Allahü teâlâ, herkesin rızkının gökden indirildiğini bildirmekle, kimsenin rızkına dokunulamıyacağını anlatıyor. Cüneyd-i Bağdâdîye “kuddise sirruh” (Rızkımızı arıyoruz) dediklerinde, (Nerde olduğunu biliyorsanız, orada arayınız!) buyurdu. (Allahü teâlâdan istiyoruz) dediklerinde, (Eğer, sizi unutmuş sanıyorsanız, hâtırlatınız!) buyurdu. (Tevekkül ediyoruz, bakalım ne gönderecek) dediklerinde, (İmtihân ederek, deneyerek tevekkül etmek, îmânda şübhe bulunmasını gösterir) buyurdu. (O hâlde ne yapalım?) dediklerinde, (Emr etdiği için çalışmalı, rızk için üzülmemeli, tedbîrlerin arkasında koşmamalıdır) buyurdu.

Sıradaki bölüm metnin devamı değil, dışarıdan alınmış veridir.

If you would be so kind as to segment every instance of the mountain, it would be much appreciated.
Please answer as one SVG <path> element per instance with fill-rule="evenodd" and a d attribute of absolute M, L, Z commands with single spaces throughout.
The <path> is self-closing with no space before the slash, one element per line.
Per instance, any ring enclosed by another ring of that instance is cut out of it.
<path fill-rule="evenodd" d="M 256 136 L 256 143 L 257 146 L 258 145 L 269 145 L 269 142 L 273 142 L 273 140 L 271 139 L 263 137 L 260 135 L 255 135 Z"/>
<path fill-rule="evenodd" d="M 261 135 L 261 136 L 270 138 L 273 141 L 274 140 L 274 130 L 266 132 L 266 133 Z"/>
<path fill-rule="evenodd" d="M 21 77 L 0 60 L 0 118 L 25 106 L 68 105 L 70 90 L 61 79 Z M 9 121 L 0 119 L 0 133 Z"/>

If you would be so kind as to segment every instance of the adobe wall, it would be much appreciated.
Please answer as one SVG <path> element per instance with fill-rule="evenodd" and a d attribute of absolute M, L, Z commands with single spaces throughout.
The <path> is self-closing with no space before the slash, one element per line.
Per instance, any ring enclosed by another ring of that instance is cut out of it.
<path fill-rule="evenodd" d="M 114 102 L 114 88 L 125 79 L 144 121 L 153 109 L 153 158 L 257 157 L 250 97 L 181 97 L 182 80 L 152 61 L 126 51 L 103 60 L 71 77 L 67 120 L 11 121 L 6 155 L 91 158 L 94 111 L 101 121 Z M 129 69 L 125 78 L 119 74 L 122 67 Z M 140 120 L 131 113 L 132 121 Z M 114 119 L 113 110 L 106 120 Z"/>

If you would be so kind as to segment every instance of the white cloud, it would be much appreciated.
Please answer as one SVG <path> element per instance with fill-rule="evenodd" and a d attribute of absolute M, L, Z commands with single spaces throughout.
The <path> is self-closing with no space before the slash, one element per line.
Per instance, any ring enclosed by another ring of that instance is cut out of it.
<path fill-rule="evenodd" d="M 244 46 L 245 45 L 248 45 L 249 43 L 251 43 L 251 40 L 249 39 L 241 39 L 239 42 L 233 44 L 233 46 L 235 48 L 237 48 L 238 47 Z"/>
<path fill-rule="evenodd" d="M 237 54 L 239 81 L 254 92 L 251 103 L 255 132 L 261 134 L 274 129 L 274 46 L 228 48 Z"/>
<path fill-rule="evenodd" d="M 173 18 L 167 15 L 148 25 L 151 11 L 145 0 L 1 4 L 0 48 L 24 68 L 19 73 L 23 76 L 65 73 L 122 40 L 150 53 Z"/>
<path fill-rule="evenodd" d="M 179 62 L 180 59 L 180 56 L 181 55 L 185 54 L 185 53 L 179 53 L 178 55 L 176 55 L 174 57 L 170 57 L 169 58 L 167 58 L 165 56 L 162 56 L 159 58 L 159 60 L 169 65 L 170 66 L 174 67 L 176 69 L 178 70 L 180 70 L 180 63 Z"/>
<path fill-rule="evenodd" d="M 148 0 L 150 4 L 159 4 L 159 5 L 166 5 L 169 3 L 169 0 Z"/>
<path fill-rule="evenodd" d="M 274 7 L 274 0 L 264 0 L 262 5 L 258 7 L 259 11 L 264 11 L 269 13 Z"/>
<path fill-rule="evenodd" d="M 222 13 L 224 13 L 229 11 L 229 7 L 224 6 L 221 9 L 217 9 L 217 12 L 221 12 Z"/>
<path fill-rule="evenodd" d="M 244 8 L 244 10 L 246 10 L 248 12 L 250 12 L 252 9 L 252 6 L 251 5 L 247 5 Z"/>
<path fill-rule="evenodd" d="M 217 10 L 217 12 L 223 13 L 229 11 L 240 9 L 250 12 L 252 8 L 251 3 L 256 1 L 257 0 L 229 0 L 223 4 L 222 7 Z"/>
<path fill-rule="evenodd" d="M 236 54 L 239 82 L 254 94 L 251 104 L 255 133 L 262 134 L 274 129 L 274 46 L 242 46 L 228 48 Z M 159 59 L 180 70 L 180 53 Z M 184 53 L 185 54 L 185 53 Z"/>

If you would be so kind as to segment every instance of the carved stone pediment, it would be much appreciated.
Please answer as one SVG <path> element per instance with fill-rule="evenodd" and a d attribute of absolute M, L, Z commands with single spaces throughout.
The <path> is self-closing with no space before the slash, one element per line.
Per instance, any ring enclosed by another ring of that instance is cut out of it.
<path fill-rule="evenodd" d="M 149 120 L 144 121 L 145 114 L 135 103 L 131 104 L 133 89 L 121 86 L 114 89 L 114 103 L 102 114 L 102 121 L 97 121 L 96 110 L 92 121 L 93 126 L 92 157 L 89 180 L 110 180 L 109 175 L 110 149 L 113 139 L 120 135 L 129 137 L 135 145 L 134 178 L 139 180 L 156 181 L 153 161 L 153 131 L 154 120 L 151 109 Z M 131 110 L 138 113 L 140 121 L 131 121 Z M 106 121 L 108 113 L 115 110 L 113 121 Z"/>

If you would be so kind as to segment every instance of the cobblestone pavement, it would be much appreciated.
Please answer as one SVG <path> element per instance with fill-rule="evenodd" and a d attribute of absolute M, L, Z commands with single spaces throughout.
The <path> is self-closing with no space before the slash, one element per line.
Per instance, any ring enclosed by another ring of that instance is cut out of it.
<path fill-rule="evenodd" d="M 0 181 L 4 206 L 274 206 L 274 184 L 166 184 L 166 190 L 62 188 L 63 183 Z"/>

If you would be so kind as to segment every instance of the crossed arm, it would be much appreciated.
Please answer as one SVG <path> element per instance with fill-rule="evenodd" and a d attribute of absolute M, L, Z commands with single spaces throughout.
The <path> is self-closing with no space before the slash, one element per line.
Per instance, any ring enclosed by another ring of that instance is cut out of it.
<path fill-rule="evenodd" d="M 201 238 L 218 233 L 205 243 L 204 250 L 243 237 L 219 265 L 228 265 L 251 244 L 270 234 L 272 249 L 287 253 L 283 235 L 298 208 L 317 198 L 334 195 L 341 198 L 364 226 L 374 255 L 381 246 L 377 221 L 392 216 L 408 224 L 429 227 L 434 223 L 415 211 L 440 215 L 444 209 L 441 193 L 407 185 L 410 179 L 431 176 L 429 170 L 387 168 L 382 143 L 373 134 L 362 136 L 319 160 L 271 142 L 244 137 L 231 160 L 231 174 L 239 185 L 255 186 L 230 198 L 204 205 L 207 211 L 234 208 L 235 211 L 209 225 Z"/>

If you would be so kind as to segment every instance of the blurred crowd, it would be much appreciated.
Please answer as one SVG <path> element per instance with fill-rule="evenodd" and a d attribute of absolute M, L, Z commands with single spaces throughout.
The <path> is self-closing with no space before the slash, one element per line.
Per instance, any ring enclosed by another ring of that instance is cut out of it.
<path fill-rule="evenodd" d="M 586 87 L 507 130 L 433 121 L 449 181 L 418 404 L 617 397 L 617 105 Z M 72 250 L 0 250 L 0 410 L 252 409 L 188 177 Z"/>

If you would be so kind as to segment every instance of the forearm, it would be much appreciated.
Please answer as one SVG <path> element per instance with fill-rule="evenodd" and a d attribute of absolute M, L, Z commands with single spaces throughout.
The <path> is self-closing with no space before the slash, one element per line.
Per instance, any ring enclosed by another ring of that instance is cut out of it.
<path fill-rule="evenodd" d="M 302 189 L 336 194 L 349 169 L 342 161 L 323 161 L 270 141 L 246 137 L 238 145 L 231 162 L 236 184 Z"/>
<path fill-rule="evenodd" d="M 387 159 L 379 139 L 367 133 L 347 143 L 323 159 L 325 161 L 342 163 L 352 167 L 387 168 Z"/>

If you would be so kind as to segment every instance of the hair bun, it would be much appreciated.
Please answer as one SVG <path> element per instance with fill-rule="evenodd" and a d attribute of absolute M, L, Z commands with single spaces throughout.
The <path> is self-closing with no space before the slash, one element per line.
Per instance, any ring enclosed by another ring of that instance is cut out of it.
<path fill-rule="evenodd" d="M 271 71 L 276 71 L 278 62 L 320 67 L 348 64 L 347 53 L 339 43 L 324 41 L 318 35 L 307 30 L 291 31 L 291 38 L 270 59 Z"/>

Rızk için, Allahü teâlânın verdiği söze güvenmelidir. Emrine uyarak çalışanı, rızkına ulaşdırır.

Evli olanların tevekkülü: Evli olanın, tevekkül etmek için, şehrlerden uzaklaşması doğru değildir. Çalışıp, sebeblere yapışması lâzımdır. Ya’nî, evli olanların tevekkülü, üçüncü mertebede olmak lâzımdır. Ya’nî, çalışmakla tevekkül etmelidir. Nitekim, Ebû Bekr-i Sıddîk “radıyallahü anh” çalışarak tevekkül etmişdi. Çünki, tevekkül iki kısmdır: Birisi açlığa sabr edip, bulduğunu yimekdir. İkincisi, açlık ve ölüm, başına yazılmış ise, kendisi için, bunun hayrlı olduğuna inanmakdır. Çoluğa, çocuğa bu iki tevekkülü emr etmek, kimseye câiz değildir. Hattâ, kendi sabr edemiyen kimsenin de, çalışmadan tevekkül etmesi câiz değildir. Eğer, çoluk çocuk da sabr etmeğe râzı iseler, çalışmadan tevekkül câiz olur. Kısaca deriz ki, kendini, sıkıntıya sabr etmeğe zorlamak câiz ise de, çoluk çocuğu zorlamak câiz değildir.